SPRING by the River Devon and there is no more wonderful place be.

My regular dawn walks take me on a circuit of one section of the river and each time I become bewitched by the abundance of nature around me.

Herons are often glimpsed on my dawn forays, and like humans, display their own individual personalities.

Mostly herons are shy birds, but some are much bolder, and one bird I frequently come across always allows me to approach close.

Perhaps it is used to my presence and knows I pose no threat. This enables me to gain an insight into its behaviour, and on my most recent encounter it was using a perch on a branch above the river to look for fish.

Every so often, a flicker of movement in the water below would attract its attention, and the heron would crouch forward and then dive down into the shallows to snatch its prey.

It is too cold at dawn for butterflies to be about, but later in the day when the air warms up, there are plenty of peacock and small tortoiseshells taking to the air.

I have also encountered several comma butterflies, which have spread their range back into Scotland after a long period of absence.

Once widespread, the comma population was in freefall for much of the 19th and 20th centuries, becoming restricted to south-east England and the Welsh border counties.

But in an astonishing revival, numbers started to increase, and the butterfly began spreading north, having adopted a preference to nettles as the main food plant for its caterpillars.

When the wings open the comma is an insect of stunning colour, but on closure the butterfly almost disappears, the jagged outline of the wings resembling a dull withered leaf amidst the tangle of the cotoneaster.

Indeed, the comma caterpillar has taken such camouflage abilities to an even higher level by looking like a bird dropping.

Is this by chance, or has the caterpillar deliberately evolved to look like bird poo? And if so, what were the natural processes that enabled it to happen? I will never know, but nature is just wonderful and so incredible in shape, diversity and form.

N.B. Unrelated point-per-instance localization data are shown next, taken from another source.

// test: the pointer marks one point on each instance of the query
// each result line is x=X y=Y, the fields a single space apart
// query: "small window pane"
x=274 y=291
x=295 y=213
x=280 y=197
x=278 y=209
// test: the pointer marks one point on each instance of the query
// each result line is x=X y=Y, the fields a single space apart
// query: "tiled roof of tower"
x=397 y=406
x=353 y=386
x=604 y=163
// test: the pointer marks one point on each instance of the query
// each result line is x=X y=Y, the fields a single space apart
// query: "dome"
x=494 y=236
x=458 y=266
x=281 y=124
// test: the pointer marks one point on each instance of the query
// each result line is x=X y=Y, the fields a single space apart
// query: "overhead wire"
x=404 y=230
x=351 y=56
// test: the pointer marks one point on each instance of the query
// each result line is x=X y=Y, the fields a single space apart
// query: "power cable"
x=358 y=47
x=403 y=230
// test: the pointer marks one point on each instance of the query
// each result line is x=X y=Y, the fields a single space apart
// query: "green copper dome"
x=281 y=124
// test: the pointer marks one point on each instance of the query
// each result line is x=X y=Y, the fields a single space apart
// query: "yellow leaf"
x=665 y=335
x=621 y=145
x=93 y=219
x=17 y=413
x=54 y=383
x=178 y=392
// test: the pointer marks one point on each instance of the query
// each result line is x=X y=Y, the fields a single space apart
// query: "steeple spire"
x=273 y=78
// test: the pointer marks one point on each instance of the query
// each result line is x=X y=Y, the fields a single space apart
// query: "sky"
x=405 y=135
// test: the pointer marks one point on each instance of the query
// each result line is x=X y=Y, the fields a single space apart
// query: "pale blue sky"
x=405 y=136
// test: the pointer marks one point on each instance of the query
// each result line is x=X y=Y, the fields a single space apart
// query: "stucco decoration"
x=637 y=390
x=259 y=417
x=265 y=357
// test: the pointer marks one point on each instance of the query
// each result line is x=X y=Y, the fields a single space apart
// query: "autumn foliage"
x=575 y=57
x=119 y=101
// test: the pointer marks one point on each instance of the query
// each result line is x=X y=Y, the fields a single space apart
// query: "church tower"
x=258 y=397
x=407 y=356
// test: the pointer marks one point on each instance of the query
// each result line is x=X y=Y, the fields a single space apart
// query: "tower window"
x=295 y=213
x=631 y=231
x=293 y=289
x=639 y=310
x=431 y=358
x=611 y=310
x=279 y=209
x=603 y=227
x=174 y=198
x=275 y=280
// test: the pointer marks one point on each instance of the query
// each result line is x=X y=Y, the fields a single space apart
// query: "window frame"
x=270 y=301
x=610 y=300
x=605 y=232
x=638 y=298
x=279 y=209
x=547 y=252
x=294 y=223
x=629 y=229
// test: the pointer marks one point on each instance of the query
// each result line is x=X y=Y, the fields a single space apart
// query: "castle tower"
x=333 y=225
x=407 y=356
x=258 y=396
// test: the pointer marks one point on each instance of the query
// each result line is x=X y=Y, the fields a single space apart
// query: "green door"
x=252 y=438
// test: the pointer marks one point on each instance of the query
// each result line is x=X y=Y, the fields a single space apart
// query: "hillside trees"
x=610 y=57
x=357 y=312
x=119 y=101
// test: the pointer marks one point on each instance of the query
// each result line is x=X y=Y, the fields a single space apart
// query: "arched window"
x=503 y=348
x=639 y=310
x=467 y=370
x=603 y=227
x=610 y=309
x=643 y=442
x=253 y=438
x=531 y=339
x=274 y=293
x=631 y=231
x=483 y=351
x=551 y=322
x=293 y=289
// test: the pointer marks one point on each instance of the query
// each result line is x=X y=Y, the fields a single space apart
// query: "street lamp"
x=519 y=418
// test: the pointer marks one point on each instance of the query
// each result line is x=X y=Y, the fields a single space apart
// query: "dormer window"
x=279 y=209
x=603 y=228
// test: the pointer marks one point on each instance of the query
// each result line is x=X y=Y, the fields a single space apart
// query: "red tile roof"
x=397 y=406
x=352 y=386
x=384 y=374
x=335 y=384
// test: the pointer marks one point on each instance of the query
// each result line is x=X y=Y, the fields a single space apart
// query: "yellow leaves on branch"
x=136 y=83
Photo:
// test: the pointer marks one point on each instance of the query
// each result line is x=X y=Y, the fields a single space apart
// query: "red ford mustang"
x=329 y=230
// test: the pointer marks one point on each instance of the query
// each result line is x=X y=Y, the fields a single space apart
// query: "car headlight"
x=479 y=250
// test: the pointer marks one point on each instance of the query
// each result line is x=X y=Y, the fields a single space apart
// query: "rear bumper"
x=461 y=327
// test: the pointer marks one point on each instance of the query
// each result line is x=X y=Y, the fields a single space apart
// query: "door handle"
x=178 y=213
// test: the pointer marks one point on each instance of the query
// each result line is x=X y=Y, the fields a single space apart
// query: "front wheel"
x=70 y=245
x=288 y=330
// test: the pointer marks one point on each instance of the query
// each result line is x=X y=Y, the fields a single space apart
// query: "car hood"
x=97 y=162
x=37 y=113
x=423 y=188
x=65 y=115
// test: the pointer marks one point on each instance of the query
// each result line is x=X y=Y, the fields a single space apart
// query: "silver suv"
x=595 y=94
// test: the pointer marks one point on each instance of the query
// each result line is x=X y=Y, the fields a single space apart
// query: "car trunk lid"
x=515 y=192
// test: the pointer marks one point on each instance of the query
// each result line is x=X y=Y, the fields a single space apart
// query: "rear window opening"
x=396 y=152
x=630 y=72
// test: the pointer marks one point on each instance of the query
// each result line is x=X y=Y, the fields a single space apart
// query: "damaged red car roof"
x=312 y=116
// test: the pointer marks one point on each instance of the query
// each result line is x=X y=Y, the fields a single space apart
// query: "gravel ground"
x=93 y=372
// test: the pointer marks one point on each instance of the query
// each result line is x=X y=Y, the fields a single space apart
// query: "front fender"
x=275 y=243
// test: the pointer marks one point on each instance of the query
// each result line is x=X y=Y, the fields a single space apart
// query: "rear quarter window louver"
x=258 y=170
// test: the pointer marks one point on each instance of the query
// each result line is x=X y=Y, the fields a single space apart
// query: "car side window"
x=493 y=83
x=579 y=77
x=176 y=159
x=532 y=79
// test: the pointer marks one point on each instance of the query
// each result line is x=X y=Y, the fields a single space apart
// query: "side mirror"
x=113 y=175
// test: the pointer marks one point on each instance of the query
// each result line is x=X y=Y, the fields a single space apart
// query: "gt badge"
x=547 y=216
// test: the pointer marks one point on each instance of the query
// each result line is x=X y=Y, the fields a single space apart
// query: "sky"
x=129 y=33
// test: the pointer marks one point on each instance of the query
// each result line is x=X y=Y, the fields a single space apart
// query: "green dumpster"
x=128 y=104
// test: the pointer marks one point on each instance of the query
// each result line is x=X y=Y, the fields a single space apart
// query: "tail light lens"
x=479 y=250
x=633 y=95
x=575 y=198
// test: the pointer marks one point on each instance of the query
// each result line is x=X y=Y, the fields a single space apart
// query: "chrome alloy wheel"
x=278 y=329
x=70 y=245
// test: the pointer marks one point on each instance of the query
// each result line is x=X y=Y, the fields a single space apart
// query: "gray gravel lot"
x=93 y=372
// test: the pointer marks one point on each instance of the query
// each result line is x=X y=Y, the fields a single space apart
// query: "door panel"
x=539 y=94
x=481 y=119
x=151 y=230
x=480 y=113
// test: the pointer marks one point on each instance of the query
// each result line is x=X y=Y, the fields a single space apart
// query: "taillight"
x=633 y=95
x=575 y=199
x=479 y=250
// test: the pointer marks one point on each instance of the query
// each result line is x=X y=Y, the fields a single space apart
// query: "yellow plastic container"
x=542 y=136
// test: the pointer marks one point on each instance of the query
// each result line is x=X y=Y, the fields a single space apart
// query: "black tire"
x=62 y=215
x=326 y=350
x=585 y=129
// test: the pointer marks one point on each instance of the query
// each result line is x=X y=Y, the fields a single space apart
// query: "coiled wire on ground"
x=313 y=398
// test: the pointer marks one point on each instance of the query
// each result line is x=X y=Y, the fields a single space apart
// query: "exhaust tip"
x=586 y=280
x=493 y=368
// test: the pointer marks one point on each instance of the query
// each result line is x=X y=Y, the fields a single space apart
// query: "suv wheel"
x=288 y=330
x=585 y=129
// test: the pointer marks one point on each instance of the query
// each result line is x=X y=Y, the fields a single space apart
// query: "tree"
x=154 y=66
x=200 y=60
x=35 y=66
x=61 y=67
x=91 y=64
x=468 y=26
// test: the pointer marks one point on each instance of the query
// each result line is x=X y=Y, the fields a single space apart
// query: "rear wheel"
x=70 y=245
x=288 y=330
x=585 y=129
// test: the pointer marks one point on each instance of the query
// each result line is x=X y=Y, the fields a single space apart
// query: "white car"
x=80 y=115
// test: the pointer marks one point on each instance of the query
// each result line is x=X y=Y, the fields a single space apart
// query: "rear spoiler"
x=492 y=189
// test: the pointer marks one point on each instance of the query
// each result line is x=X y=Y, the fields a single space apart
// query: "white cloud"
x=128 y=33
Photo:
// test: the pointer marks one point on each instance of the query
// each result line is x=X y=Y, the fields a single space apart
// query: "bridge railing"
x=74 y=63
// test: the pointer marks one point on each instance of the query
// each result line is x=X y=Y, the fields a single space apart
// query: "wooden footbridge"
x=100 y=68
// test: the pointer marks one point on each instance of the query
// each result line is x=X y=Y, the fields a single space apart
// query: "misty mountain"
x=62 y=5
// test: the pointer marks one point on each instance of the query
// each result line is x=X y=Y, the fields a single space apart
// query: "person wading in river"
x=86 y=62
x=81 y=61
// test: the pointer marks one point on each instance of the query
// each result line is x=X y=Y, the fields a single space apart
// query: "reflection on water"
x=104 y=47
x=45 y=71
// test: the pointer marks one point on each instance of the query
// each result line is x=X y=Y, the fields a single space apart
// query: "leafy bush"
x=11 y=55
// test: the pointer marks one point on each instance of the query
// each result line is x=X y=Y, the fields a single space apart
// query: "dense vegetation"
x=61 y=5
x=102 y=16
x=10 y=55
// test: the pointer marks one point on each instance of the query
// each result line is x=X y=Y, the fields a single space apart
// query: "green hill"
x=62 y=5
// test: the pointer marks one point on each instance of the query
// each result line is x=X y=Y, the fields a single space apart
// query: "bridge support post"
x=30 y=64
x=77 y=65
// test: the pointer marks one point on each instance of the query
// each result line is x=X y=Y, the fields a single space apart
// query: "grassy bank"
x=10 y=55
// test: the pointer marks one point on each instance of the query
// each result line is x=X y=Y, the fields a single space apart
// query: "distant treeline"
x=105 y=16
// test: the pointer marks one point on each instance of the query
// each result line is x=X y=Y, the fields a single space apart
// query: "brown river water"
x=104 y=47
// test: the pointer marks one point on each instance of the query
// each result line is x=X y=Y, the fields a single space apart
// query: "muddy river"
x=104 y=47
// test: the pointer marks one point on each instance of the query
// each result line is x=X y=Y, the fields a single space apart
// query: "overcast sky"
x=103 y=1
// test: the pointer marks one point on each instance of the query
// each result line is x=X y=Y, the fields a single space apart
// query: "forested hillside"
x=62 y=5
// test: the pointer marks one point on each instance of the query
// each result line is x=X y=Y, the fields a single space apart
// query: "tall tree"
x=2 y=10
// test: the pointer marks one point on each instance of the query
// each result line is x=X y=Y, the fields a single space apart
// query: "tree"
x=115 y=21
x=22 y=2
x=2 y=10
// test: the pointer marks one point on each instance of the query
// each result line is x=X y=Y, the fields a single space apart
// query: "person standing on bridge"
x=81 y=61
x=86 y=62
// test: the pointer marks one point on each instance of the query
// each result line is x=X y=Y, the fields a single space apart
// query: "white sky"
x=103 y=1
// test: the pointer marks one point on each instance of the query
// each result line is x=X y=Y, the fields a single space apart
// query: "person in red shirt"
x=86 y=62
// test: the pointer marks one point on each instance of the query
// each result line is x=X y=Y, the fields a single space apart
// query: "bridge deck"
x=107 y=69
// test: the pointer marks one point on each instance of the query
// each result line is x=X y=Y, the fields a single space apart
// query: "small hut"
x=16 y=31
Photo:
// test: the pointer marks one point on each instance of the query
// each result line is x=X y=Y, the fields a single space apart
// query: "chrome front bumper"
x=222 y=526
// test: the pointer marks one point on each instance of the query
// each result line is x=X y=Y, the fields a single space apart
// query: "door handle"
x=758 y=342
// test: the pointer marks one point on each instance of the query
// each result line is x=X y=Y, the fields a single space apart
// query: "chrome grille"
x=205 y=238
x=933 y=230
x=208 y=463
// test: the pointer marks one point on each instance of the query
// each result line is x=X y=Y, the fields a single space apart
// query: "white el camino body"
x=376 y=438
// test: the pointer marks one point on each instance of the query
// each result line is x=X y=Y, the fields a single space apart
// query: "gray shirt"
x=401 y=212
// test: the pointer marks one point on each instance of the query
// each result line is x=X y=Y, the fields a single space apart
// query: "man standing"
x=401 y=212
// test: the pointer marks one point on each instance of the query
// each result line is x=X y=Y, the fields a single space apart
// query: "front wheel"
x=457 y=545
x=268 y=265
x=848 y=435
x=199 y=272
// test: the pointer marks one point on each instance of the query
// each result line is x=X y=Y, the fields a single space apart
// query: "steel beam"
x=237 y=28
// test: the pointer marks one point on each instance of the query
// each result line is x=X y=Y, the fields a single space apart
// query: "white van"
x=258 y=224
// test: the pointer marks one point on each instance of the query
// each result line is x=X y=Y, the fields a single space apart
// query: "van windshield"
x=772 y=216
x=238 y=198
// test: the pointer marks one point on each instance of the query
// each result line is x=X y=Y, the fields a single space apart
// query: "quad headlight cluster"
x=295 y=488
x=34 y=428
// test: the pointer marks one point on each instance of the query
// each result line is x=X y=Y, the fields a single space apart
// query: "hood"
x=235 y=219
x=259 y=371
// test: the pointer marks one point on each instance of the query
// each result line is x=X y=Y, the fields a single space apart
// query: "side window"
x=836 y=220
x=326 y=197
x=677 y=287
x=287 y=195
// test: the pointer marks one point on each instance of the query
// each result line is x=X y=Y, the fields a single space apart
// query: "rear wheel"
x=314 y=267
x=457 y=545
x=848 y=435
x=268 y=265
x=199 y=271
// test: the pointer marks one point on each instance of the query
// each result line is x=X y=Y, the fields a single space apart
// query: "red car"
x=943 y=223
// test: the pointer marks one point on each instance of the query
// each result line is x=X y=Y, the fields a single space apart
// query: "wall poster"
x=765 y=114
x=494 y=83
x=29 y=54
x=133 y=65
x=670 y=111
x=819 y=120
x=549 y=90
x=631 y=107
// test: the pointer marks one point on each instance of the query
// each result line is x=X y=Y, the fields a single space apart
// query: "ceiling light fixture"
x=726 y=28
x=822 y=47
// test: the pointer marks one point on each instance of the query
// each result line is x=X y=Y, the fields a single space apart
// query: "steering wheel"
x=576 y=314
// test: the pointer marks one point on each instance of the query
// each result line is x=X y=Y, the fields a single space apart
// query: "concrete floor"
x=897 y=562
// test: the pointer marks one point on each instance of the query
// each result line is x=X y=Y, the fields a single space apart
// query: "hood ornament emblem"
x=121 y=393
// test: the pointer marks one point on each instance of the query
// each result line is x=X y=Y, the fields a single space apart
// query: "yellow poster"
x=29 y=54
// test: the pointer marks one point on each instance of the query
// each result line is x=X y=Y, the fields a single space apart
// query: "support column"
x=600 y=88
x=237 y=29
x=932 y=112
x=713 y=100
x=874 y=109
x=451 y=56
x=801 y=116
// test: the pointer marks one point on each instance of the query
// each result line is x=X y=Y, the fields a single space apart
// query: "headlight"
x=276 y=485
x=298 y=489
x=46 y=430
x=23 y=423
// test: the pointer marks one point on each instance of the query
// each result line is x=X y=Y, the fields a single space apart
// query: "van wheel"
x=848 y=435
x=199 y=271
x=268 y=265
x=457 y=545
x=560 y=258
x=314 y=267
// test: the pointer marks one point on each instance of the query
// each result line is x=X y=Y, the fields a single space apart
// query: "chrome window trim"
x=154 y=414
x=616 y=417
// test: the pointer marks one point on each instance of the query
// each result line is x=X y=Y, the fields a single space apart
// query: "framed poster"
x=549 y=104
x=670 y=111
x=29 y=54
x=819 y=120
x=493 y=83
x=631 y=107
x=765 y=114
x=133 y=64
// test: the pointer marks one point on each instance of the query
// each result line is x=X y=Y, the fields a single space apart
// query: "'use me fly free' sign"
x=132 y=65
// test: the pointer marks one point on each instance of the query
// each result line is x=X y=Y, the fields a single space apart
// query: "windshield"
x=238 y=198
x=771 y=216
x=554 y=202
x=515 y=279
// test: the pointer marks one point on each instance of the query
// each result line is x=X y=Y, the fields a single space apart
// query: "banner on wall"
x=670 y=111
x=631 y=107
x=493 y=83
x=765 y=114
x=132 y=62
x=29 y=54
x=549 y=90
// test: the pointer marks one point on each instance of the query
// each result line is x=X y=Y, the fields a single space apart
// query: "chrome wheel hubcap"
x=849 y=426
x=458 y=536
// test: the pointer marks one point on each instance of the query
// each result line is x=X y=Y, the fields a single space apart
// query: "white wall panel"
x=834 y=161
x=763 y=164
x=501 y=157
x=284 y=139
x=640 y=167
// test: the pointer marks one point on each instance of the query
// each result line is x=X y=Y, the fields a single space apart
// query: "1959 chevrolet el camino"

Orange-tip butterflies are also out on the wing on the haugh of the River Devon.

They flit and float above the flower-patterned meadows.

Cuckooflower is one of their favourite food plants, which abounds by the damper flushes of the haugh.

It is only the males that have the vibrant orange wing tips, the females are paler and more under-stated in appearance.

Orange-tips are frustrating to photograph, for they seem to be continually on the wing, never coming down to rest.

Just when you think one is about to alight on a plant, up and away it goes again.

But when one does eventually settle, the elegant beauty of the tangerine-tipped wings never fails to impress.